Les frais de sport et de loisirs sont-ils inclus dans la pension alimentaire ?

Non. La pension alimentaire, fondée sur l’article 371-2 du code civil, couvre les besoins courants de l’enfant (alimentation, logement, habillement, frais scolaires de base). Les frais d’activités sportives, artistiques ou culturelles constituent des frais exceptionnels. Leur prise en charge doit être organisée par convention entre parents — idéalement formalisée dans la convention de divorce — ou par décision du juge aux affaires familiales (JAF).

Un parent peut-il inscrire unilatéralement son enfant à une activité sportive ?

Les actes usuels de la vie courante peuvent être accomplis par un seul parent sans l’accord préalable de l’autre, sous réserve de l’en informer, conformément à l’article 373-2-9 du code civil. Toutefois, l’inscription à une activité engendrant des frais récurrents importants ou nécessitant des déplacements réguliers empiétant sur le droit de garde de l’autre parent est qualifiée d’acte non usuel requérant l’accord commun des deux parents. En cas de contestation, le juge aux affaires familiales (JAF) apprécie au cas par cas.

Comment l’avocat intervient-il dans la gestion des activités de l’enfant lors d’un divorce ?
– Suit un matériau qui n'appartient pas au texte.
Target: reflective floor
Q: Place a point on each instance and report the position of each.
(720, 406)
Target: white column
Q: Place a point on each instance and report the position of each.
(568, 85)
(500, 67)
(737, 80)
L’avocat spécialisé en droit de la famille rédige ou négocie les clauses de la convention parentale relatives aux activités extra-scolaires : définition de la liste des activités maintenues, clé de répartition des frais entre les parents (par moitié, proportionnellement aux revenus, ou à la charge exclusive de l’un), modalités de substitution en cas d’impossibilité. Il peut également saisir le juge aux affaires familiales (JAF) du tribunal judiciaire de Nîmes en procédure de référé lorsque l’urgence l’exige.